Ce travail est le fruit d’une collaboration avec Mandana Covindassamy (maître de conférences en littérature allemande au département LILA) pour la publication de sa thèse W.G. Sebald. Cartographie d’une écriture en déplacement (PUPS, 2014). L’idée était de convertir en cartes les données géographiques du livre de W.G. Sebald, Les Anneaux de Saturne (1995), en partant du principe que comme Sebald, nous avons été éduqués par des cartes et que quand nous lisons des noms de lieu, nous nous les représentons intérieurement sur un planisphère. C’est donc afin de mieux cerner la qualité du déplacement dans cette écriture qu’il s’est révélé fructueux d’avoir recours à la cartographie.
D’un côté, il a été possible de retracer les étapes du voyage à pied du narrateur dans le Suffolk qui structure le récit. De l’autre, on constate qu’à partir d’un parcours strictement localisé en Angleterre, pratiquement tous les pays du monde sont évoqués, ce qui est un premier résultat inattendu.
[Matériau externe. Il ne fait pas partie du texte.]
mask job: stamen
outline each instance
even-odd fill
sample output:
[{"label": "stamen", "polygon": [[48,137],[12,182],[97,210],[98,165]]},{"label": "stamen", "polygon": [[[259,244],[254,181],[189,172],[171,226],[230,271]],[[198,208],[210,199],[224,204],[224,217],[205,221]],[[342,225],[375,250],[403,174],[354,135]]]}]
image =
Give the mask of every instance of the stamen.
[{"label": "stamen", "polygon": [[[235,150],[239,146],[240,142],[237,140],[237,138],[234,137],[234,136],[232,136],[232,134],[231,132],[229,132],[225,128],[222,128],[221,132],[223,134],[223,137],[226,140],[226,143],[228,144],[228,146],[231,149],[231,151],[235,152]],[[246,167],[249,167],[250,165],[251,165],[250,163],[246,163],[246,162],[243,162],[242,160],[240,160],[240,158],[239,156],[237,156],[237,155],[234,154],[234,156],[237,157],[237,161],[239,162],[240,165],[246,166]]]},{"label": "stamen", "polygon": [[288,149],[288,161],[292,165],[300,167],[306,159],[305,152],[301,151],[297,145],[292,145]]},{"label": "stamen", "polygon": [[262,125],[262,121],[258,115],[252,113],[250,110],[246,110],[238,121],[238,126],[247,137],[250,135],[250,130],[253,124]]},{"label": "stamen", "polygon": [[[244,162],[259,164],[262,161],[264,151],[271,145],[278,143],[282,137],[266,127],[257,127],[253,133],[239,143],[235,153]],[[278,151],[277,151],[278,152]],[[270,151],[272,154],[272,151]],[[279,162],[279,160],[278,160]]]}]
Le second résultat tient au contraste entre la représentation cartographique et le sentiment de désorientation qui gagne le lecteur des Anneaux de Saturne. La carte fait le point, pas la ligne : elle ne montre pas les transitions. En s’appuyant sur ce contraste, nous pouvons mieux cerner cet art des transitions métaphoriques et métonymiques que Sebald prolonge jusque dans le rythme singulier de ses phrases, dans leurs torsions et distorsions. S’il n’est pas utilisé pour réduire le texte à une évocation référentielle, l’outil cartographique peut constituer un instrument précieux pour cerner au plus près la matière de l’écriture.